I just installed Linux on a six-year-old budget laptop this morning. My first time using Linux. What was a uselessly slow machine is now just humming along.
I'm doing my part!
I am not saying “This is the Year of the Linux Desktop”. That said, things languished below 2% for decades and now it has doubled in just over a year. With the state of Linux Gaming, I could see that happening again.
Also, if ChromeOS continues to converge, you could consider it a Linux distro at some point and it also has about 4% share.
Linux could exceed 10% share this year and be a clear second after Windows.
That leaves me wondering, what percentage do we have to hit before it really is “The Year of the Linux Desktop”. I have never had to wonder that before ( I mean, it obviously was not 3% ). Having to ask is a milestone in itself.
At least two dozens of us
I use Linux (Arch actually) as my daily driver - I'm the MD of a small IT business in the UK. I have at least one employee who is asking me to create a Linux standard deployment to replace Windows because they don't like it anymore - W11 is quite divisive.
For a corp laptop/desktop you might need Exchange email - so that might be Evolution with EWS. You'll want "drive letters" - Samba, Winbind and perhaps autofs. You'll need an office suite - Libre Office works fine. There's this too: https://cid-doc.github.io/ for more MS integration - if that's your bag.
I often see people getting whizzed up about whether LO can compete with MSO. I wrote a finite (yes, finite) capacity scheduler for a factory in MS Excel, back in 1995/6 - it involved a lot of VBA and a mass of checksums etc. I used to teach word processing and DTP (Quark, Word, Ventura and others). LO cuts it. It gets on my nerves when I'm told that LO isn't capable by someone who is incapable of fixing a widow or orphan or for whom leading and kerning are incomprehensible.
I suspect that it's not Linux that is on the rise, but overall PC market that is shrinking. It's been a trend for quite a while for non-linux people to dump the PC entirely in favor of using just phone.
The desktop/mobile ratio chart aligns with this
https://gs.statcounter.com/platform-market-share/desktop-mobile-tablet
For me the turning point was when a failed Windows forced upgrade ended up deleting me important files. I had backups, but I lost days of work because Microsoft felt so insecure in the face of piracy that they had to upgrade my computer despite me constantly telling them not to do so.
That was around 10 years ago. I went through various KDE distros; in the end I settled for Kubuntu.
The recent developments in KDE plasma are excellent. I haven't had to open a command prompt in years. I hadn't had a tech problem until this year when my tmp folder got full.
On my laptop, I've switched to Linux since, despite being built in 2017, doesn't meet Win 11's min requirements. This is horseshit, I don't care how MS explains it or justifies it, there's nothing wrong with it.
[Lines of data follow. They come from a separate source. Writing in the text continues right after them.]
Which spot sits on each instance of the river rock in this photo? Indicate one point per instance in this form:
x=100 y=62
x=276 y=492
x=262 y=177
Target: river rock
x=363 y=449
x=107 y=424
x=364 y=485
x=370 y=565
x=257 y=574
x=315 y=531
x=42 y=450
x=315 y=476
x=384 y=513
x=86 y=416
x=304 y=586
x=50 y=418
I'm sure during development, they realized a 20 year old computer could run Win 11 and decided to make up requirements to force people into buying new PCs.
Anyway, I'm using KDE Neon and I'm loving its ease of use and simplicity. I have barely needed to dive into the terminal to fix anything and KDE Plasma feels very polished and user friendly. To me, it feels like the new "normie-friendly" Linux. And without the horseshit telemetry and Microsoft spying, it's like a brand new PC.
Let’s go! It’s always great to see people wrestle control back from the corporations.
date '+%Y is the year of the Linux desktop'
I wonder if that dip in Windows in April, going down to like 62%, and the correlated boost for "Uknown" operating systems to 13% might somehow simply be Windows not being recognized properly and categorized as unknown?
It seems a bit far-fetched to me that a bunch of Windows users would for 1 month suddenly all decide to use ReactOS, FreeDOS, BSD, Solaris, Illumos, Haiku, Redox, and Plan 9.
I just ditched my old Windows 10 PC for a raspberry pi 5, and am running KDE Plasma.
It's refreshing to have an operating system that doesn't suggestive sell to me.